The Sleeping Beauty Paradox is a question of how anthropics affects probabilities.
Sleeping Beauty volunteers to undergo the following experiment. On Sunday she is given a drug that sends her to sleep. A fair coin is then tossed just once in the course of the experiment to determine which experimental procedure is undertaken. If the coin comes up heads, Beauty is awakened and interviewed on Monday, and then the experiment ends. If the coin comes up tails, she is awakened and interviewed on Monday, given a second dose of the sleeping drug, and awakened and interviewed again on Tuesday. The experiment then ends on Tuesday, without flipping the coin again. The sleeping drug induces a mild amnesia, so that she cannot remember any previous awakenings during the course of the experiment (if any). During the experiment, she has no access to anything that would give a clue as to the day of the week. However, she knows all the details of the experiment.
Each interview consists of one question, “What is your credence now for the proposition that our coin landed heads?”
One argument says that since Beauty will see the same thing on waking whether the coin came up heads or not, what she sees on waking provides no evidence one way or the other about the coin, and therefore she should stick with the prior probability of one half.
Another argument replies that the two awakenings when the coin comes up tails imply that waking up itself should be considered evidence in favor of tails. Out of all possible situations where Beauty is asked the question, only one out of three has the coin showing heads. Therefore, one third.
A third argument tries to add rigor by considering monetary payoffs. If Beauty’s bets about the coin get paid out once per experiment, some argue that she will do best by acting as if the probability is one half (while others argue that probability one third gives the correct result if decision theory is correctly applied). If instead the bets get paid out once per awakening, one can again argue about whether or not acting as if the probability is one third has the best expected value.
I think if we change the nature of the problem but keep the game principle the same we have an more intuitive answer:
Imagine someone tosses a fair coin and asks you to determine the probability of whether it’s heads. They tell you have not tampered with it and will show you the actual result, and even toss the coin in front of you.
You would naturally say 1⁄2 . They show you the result (heads or tails) and write it down as the last result on their log. [This is effectively what happens when sleeping beauty wakes up]
Afterwards they show you the log for every flip you made in the past. Secretly they have removed half of the head results, but never the final result, So over time the spread shows 1⁄3 of heads now. You confront them and they admit it saying it all part of an experiment! [This is the same as being woken up twice for tails and once for heads]
They toss the same coin and ask you to predict heads. As before they will show you the result and put that results as the last result in their log* .

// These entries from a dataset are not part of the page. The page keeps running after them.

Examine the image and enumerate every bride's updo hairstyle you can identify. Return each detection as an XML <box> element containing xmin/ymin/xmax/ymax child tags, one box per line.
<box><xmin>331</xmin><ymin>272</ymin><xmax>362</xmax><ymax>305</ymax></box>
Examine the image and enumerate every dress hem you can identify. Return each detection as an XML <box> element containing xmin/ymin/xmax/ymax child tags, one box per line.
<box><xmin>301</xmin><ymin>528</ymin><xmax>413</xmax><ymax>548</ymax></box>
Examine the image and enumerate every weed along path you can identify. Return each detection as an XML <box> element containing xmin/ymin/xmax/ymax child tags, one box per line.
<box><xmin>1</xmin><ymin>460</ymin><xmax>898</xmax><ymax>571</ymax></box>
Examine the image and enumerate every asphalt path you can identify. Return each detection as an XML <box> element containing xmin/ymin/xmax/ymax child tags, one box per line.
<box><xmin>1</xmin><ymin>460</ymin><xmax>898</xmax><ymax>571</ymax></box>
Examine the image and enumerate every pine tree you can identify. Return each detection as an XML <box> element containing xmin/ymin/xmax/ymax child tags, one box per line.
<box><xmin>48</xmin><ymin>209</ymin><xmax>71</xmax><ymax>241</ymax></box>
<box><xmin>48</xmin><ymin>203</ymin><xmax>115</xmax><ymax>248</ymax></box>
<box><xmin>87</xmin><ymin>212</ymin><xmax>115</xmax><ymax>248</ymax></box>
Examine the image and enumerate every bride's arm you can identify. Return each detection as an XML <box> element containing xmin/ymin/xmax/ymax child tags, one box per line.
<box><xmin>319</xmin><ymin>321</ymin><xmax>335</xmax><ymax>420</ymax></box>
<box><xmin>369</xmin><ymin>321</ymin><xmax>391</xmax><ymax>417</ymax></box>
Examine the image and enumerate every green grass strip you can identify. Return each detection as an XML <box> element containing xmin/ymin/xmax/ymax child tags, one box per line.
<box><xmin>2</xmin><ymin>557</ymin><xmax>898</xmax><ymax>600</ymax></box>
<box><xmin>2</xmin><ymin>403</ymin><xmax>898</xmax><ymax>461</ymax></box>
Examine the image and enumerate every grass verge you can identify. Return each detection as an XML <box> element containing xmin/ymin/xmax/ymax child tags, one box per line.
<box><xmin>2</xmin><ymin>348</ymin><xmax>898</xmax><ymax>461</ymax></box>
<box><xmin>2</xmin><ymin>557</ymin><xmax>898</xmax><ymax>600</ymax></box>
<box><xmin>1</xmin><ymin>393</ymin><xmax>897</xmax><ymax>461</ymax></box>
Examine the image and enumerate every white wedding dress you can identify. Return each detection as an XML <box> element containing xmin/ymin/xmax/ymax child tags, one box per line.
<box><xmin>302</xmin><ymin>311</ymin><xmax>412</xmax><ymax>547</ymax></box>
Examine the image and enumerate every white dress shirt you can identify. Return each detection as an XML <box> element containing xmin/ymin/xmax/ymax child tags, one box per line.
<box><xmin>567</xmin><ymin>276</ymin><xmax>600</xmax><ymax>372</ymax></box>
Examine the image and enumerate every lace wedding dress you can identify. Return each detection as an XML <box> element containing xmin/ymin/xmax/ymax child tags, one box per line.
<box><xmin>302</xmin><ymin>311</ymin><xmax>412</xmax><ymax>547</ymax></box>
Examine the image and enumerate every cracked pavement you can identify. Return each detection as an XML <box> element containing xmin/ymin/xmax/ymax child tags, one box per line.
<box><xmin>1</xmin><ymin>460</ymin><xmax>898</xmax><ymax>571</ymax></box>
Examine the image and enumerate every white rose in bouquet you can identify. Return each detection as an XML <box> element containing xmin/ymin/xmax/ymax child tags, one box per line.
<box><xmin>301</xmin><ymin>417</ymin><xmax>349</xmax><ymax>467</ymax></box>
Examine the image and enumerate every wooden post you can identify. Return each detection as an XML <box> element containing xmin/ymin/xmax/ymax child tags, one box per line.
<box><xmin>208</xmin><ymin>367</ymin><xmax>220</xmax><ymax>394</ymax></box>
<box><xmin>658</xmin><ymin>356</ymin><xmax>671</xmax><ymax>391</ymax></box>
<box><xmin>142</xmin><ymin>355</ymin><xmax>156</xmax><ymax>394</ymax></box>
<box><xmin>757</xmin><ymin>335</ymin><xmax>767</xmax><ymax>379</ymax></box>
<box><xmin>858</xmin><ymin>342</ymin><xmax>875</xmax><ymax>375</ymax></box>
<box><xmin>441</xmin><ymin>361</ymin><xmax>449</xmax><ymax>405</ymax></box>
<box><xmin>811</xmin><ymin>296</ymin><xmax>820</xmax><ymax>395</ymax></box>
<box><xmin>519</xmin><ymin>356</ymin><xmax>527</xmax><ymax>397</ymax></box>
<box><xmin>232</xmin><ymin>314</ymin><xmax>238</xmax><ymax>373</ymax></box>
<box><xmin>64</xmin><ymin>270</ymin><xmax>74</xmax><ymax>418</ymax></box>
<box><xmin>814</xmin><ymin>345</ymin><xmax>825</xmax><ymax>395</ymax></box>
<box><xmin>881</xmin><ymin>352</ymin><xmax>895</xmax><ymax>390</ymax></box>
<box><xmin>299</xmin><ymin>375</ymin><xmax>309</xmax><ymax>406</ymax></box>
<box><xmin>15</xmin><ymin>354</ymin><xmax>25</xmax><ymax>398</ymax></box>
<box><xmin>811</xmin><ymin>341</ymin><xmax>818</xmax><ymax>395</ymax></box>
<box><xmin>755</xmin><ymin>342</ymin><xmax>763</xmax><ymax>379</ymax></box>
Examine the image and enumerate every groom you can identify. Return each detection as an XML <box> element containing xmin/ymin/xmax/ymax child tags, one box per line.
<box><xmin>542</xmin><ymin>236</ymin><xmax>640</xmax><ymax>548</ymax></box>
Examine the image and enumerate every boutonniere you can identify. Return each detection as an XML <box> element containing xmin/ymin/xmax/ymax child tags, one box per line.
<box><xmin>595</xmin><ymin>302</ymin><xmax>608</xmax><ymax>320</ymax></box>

[You now know the rules of the game]
You answer would remain as 1⁄2. The coin is a fair coin, you can see the toss and the result.
If a betting person is betting on the log results with a bookmaker, then he/she would always bet on tails (as some of the historical heads are removed to keep the balance on 2⁄3 tails).
Love to have other people’s feedback.
Ketan
*Before the coin toss they will remove any excessive historical heads so that the split is always 1⁄3 heads 2⁄3 tails but only after they show you the last result.